Businesses affected by power outage

Most closed; pizza parlour made out well during power failure.


Most Summerland businesses rely on electrical power and had to shut down for the day during last Tuesday’s outage.

Medical and dental offices, lawyers and accountants, manufacturers and retail outlets were among those that had to close up shop.

One exception was a pizza business.

Ovens fuelled by natural gas and a portable electric generator kept Murray’s Pizza in business. In fact, Murray’s experienced an unprecedented boom in business during the long power outage, according to owner operator Josh Roberts.

“I am sure we fed half of Summerland,” he said. The natural gas ovens, used since the early 1980s, were the key to staying open. A former pizza driver arrived with an electric generator that powered the dough press, the lights and the “open” sign.

Other help came from the Murray’s store in Penticton which supplied additional dough to keep up with the demand.

“When the lights came on we had just a few doughs left,” said Roberts.

Summerland Sweets also stayed open through the outage, serving people who were out looking for something to do, according to general manager Len Filek.

No product was lost although there was no cooking done during the outage.

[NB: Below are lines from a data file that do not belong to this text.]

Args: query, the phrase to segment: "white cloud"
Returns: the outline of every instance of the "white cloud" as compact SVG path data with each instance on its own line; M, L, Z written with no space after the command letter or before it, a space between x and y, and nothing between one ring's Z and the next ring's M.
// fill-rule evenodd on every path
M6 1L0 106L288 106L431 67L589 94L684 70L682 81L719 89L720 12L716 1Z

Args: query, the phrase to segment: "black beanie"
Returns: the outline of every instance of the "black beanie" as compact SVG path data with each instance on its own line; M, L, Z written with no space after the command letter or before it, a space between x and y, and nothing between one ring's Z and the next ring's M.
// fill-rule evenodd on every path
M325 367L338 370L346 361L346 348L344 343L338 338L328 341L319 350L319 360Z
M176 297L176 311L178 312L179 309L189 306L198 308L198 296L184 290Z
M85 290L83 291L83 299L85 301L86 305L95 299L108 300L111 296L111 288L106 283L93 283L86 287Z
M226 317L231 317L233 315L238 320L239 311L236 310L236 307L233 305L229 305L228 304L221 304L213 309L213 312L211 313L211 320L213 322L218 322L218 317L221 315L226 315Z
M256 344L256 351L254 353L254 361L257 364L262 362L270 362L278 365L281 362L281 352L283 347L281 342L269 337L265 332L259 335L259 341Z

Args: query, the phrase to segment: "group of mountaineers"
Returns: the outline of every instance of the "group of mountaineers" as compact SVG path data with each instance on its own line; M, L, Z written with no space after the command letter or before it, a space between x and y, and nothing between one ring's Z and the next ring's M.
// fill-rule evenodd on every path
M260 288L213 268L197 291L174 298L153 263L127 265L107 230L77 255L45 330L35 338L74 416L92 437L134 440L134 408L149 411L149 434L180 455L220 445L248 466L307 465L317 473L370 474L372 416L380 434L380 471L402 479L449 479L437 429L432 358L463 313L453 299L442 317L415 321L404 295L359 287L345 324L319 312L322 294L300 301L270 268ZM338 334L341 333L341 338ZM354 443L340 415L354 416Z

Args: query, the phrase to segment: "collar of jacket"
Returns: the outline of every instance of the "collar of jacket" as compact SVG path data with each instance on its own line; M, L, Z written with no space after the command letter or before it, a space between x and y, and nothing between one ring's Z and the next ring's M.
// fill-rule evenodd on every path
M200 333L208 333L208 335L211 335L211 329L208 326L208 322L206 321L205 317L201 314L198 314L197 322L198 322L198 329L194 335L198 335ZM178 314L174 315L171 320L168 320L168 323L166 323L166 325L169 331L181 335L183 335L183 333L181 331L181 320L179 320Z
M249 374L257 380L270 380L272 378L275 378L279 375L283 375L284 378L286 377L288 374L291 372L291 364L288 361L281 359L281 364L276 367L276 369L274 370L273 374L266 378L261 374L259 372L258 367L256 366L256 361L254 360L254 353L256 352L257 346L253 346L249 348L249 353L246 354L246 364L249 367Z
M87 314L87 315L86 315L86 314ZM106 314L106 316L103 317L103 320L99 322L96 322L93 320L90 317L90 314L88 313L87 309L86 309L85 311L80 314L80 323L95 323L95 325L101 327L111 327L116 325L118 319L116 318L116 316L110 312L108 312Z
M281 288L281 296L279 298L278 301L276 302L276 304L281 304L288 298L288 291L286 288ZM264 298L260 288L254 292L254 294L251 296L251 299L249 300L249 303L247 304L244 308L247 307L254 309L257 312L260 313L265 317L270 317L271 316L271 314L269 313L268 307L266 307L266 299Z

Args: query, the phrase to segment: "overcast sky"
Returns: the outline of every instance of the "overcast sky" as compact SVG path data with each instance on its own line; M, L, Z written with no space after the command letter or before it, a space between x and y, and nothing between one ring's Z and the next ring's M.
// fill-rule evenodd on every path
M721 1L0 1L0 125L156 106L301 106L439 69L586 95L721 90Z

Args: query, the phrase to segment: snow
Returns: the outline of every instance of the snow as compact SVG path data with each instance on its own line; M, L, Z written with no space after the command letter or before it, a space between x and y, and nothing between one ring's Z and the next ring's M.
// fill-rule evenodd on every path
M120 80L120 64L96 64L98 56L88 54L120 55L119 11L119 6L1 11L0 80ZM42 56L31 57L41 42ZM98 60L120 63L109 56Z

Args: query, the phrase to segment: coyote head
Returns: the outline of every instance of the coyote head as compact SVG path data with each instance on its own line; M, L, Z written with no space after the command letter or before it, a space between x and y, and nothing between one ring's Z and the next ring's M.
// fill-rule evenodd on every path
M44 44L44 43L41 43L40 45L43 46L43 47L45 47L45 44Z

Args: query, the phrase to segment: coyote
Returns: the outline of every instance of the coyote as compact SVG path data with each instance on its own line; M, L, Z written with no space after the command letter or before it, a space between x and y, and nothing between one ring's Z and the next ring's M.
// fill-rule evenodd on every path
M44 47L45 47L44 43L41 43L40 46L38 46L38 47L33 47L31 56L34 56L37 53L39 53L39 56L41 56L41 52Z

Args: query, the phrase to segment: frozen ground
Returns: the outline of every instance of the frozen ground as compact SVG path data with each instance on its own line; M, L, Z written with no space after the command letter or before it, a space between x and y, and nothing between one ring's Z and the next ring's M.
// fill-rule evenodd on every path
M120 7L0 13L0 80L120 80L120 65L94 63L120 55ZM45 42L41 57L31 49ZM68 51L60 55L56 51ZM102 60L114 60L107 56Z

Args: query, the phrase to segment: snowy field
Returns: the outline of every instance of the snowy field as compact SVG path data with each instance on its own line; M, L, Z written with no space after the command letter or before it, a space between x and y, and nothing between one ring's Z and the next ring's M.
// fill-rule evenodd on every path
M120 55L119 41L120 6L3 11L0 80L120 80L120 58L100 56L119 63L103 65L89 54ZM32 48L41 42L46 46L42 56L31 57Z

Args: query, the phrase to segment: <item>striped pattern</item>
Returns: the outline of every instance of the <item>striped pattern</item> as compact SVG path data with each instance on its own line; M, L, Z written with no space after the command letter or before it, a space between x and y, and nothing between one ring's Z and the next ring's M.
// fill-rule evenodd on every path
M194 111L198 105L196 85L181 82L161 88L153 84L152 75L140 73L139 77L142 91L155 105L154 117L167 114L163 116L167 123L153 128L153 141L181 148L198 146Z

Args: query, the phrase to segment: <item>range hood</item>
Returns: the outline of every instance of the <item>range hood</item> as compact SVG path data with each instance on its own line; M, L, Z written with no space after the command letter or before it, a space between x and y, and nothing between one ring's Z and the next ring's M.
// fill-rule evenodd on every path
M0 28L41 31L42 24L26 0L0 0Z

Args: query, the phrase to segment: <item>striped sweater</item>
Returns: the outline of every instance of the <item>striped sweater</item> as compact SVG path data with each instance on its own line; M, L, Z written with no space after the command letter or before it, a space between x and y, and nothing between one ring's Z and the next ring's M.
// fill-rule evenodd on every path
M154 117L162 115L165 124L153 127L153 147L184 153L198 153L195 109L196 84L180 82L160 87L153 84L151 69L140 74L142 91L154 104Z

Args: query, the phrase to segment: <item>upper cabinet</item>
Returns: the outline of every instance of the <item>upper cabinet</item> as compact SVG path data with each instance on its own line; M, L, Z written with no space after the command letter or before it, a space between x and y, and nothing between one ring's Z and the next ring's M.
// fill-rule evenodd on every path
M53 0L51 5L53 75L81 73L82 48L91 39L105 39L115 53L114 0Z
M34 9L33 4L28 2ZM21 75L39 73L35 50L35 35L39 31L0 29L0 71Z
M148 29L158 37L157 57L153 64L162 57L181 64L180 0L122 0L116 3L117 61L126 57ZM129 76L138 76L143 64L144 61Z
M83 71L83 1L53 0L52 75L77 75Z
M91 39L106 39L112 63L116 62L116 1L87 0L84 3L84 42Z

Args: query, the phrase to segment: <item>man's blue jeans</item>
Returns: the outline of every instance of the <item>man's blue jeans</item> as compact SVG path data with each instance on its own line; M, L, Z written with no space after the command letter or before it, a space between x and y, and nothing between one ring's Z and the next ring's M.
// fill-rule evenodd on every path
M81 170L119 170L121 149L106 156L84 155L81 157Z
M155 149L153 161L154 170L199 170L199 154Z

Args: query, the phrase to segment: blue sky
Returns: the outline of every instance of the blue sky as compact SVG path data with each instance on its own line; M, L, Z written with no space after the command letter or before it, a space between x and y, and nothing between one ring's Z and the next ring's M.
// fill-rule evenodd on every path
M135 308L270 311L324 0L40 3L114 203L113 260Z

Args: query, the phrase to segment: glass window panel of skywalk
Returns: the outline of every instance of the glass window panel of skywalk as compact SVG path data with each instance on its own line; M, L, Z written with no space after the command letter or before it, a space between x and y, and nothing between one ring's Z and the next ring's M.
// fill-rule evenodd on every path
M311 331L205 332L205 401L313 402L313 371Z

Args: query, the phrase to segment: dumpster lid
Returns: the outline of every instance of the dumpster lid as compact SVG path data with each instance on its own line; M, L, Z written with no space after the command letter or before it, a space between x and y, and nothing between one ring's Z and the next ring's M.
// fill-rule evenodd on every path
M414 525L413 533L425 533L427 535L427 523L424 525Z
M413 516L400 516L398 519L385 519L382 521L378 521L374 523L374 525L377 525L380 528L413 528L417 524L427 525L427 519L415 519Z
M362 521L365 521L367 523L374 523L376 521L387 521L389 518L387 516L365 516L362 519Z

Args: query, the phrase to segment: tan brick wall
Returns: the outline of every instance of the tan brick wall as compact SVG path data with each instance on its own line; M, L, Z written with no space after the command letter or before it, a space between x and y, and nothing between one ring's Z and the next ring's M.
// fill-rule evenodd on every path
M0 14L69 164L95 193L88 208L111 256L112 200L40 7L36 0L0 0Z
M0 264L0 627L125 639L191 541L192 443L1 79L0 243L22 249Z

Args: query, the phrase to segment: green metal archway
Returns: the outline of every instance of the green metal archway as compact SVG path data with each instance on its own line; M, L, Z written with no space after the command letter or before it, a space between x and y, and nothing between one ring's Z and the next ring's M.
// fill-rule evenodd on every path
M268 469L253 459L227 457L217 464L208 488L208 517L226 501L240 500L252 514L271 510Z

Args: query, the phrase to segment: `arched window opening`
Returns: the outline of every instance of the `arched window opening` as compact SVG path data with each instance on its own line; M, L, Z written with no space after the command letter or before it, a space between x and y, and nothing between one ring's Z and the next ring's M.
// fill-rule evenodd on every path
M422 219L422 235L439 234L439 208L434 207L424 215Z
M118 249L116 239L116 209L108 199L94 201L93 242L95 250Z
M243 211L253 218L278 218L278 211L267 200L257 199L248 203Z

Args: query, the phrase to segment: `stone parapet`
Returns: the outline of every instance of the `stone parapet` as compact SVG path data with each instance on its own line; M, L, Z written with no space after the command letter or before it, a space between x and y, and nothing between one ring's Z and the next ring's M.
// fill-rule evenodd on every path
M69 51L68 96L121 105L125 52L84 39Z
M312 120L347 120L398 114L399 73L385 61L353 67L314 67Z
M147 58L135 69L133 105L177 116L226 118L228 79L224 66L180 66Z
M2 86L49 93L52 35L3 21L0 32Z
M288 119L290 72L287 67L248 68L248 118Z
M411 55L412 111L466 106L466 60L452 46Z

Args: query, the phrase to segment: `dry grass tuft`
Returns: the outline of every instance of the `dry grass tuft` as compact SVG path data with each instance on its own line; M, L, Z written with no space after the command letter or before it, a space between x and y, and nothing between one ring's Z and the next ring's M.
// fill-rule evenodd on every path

Skylights in the warehouse enabled workers to continue working with their jobs.

When the ice cream was starting to get a little soft around 4 p.m., the business closed up shop.

In many workplaces employees did what they could in spite of the outage.

The staff at Nesters Market came in for praise from company president Dan Bregg.

They stayed on the job and found useful work to do during the power outage.

The store lost the nearly eight hours of sales, but no food product was lost as a result of the outage.

Employees were getting ready to call it a day because of darkness when the power came back on.